Sorry, but I had to shout that. We damn near missed the plane after being caught in a Sydney traffic snarl. The 40 minute taxi ride took an hour and a half. I am always a little panicked about being organised in a big city so we had left the motel two hours before the plane was due to leave. I was almost in a full meltdown by the time the taxi dropped us off. Luckily our plane was a full 40 minutes late too. (My fear was mostly that I wouldn’t get to the toilet before the plane took off and I would end up in the teeny, tiny aeroplane toilet and I’m never completely certain that the door would remain closed during turbulence.)
We were very disappointed by the fact that our metal chested tinman (thanks ashy) did not set off the metal detectors. I don’t quite understand this. When you see these photos it may perplex you too.
This is the actual metal bar which is now inside Pip. This is exactly where it is within his chest. It goes under his skin to the marked ‘x’, then under his ribs to a corresponding mark on the other side. The sternum, which in this photo is 3-4 inches deep, now sits on top of this bar. You can see how the bar has been bent exactly to the size of Pip’s chest.
Now here it is on the inside:
There are no discrete fractures in the ribs which have been pushed forward, but the doctor “crackled” the bones before pulling the bar through. He basically used a metal scoop to go under the sternum and push it upwards, creating greenstick crackles along his ribs. Sounds ghastly, doesn’t it?
Pip is managing his pain extraordinarily well. The doctor said to him that there are no prizes for putting up with pain, that he should take his strong pain medication for at least three weeks then to taper off it.

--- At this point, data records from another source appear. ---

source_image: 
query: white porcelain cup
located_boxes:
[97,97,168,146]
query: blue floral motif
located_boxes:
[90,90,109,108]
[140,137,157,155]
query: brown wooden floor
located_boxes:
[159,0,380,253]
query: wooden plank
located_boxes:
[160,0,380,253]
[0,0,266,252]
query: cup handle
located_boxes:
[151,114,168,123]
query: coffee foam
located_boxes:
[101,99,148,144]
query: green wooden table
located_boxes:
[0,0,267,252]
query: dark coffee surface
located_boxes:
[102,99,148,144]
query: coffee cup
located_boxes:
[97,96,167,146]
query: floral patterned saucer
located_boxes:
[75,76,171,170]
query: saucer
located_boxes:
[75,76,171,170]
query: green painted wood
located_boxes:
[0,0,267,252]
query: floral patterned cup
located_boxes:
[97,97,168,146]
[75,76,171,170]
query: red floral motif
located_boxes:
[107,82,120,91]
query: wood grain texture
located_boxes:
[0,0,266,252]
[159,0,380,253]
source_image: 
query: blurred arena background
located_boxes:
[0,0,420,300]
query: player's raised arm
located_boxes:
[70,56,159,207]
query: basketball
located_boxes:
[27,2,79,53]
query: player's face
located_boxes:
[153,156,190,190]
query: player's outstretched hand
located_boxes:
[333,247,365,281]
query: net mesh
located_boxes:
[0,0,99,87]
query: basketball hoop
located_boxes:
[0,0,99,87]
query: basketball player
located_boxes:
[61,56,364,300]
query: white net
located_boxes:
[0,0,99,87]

In the first few days he was very aware of the pain as the four hourly medication wore off. He is not so conscious of it now. We are vigilantly clock watching, but he is not really looking for medication as the four hours pass. He is still having a little sleep here and there, but that could just be a side effect of the medication. He is talking and laughing and is beginning to move more freely.
He still has a few weeks of healing before I send him back to school. He needs to be off all medications before going to school and I need to be certain that he is not so fragile. I’m more scared that others might hurt him accidentally by being a bit rough. He is a thirteen year old boy – rough-housing is considered communication.
We are amazed at Philip. It has been a tough couple of weeks. He has gone through more pain than most boys his age can even imagine, but he has shown maturity beyond his years. This has all been so very worthwhile, even though it was more than just a little bit terrifying for all of us.
I have hundreds of posts to read, hundreds of emails to return, millions of thank you messages to make. I will make it a priority tomorrow to get back around to all of you.
PS I did get Philip’s permission to post this photo. He wants me to show before and after shots of his whole chest. He is very proud of it!